Wenhui Bao: Let’s turn our discussion to Canada. As a professor from University of Toronto, what do you think of the performance of Canadian clusters? Is there some lessons?
Prof. Bathelt: Canada is a large country in area, but a very small economy in terms of people. In the financial crisis, the bank is not involved as much as other countries, which speaks to, maybe, the conservative nature of business culture. However, Canadian economy is small domestic market, a disadvantage for Canadian firms. Another disadvantage for Canadian firms is being close to U.S. which is almost like a natural home market. The consequence is that Canadian firms, in many industries, on average, are not much internationalized and have much less international linkages with other countries. In that respect, maybe both China and Canada are similar. Quite a large part of Canada’s success really rely on resources, which can be reflected when you look at international export. The challenge Canadian economy has now is that manufacturing has decreased a number of jobs. And part of the solution to this is could be to develop stronger international basis to foster international investment, to going offshore. But also Canada has an interesting target for foreign direct investment. Canada has developed strong telecommunication, automobile industries, and high-level services. There have been interesting spots where Chinese firms can invest. There is a huge potential to be developed between China and Canada.

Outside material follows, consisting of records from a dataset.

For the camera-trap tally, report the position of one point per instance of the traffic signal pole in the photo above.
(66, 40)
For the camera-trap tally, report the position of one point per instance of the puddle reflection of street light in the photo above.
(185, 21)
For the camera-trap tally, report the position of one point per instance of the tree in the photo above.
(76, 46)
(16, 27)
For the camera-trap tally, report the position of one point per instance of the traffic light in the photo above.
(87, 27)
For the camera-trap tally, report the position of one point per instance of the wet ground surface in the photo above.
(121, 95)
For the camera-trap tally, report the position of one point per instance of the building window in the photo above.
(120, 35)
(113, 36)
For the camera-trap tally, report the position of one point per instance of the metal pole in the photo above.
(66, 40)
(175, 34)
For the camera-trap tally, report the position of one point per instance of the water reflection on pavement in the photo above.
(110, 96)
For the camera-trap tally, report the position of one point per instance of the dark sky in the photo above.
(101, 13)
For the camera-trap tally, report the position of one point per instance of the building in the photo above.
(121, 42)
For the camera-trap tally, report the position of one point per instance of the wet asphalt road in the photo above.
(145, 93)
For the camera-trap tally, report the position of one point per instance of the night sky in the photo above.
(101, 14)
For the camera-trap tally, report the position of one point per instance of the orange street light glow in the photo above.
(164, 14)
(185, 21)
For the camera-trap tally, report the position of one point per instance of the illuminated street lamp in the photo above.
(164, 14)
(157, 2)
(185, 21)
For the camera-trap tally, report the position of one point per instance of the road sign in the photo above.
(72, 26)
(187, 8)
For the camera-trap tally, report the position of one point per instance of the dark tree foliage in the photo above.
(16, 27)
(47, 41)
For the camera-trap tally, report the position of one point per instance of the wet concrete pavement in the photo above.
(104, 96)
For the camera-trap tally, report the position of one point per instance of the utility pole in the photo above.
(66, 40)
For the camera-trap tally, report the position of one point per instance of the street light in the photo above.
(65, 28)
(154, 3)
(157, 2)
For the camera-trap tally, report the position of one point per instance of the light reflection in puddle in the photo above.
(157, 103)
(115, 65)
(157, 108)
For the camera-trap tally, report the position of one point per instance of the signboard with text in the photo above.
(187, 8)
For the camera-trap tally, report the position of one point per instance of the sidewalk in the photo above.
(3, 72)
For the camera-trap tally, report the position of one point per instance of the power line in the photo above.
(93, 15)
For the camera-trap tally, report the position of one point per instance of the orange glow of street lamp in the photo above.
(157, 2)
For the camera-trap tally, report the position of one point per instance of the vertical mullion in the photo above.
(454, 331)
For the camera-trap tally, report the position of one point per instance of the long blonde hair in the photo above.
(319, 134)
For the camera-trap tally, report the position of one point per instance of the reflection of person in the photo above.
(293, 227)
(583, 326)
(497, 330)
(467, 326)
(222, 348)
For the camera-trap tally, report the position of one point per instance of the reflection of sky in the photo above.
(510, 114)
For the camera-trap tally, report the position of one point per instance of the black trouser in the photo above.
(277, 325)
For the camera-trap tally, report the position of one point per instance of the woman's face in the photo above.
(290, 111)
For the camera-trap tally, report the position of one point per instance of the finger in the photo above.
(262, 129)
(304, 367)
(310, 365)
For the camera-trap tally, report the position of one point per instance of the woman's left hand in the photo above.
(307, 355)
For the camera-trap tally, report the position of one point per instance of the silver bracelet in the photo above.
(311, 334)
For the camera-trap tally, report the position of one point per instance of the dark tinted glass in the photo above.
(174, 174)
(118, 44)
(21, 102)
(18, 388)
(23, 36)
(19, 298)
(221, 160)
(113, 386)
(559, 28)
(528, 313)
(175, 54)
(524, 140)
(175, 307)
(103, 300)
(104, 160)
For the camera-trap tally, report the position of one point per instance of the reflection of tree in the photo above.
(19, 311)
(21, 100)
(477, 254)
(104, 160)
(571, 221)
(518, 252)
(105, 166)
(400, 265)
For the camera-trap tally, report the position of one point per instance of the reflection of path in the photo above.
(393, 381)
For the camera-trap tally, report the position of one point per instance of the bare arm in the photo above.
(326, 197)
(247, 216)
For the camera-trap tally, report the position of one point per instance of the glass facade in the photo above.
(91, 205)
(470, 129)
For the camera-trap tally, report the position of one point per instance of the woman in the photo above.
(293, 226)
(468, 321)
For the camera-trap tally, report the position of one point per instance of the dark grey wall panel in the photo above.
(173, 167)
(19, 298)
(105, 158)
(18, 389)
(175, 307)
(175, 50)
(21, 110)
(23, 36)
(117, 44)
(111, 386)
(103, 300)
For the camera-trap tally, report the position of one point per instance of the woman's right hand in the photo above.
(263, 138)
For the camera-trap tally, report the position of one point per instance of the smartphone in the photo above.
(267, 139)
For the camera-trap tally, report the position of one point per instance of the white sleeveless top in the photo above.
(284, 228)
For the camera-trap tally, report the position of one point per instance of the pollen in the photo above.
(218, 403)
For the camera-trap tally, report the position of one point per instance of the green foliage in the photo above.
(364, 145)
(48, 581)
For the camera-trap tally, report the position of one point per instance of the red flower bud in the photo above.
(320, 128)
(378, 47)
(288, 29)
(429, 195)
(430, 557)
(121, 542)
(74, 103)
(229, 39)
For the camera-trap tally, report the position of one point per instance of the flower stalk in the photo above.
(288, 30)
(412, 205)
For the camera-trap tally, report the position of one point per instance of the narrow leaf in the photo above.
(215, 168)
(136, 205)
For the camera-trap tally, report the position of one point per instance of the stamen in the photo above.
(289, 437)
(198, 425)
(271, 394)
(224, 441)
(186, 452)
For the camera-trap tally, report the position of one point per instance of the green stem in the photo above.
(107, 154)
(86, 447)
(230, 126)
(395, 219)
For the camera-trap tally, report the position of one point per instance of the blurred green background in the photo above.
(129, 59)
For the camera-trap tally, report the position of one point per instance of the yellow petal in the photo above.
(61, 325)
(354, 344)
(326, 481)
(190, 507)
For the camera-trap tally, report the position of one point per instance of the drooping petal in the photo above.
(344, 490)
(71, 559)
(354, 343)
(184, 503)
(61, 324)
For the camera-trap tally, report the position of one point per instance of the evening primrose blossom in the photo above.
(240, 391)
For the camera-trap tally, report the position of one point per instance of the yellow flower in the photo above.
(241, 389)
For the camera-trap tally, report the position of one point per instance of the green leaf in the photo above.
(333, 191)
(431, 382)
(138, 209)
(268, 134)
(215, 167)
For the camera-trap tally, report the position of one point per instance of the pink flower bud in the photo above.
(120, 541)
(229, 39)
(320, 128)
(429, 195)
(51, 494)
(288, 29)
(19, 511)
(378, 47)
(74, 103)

Wenhui Bao: Last month, Premier Harper attended the APEC conference in Indonesia, and the governor general of Canada also visited China. So the government of Canada also is eager to promote collaboration Canada with China.
Prof. Bathelt: Yes. I think much so, not just at the federal level. Ontario government where I am from has been very eager to develop linkages with China. There are successful cases on both ends. I think for Canadian firms, particular SMEs, they need to realize that China is not just a place of a large population, or low-cost location for production, but important future market for investment, while Chinese firms may realize that Canada is more than resource-based, but there are skilled labor markets and industries that are doing well for collaboration.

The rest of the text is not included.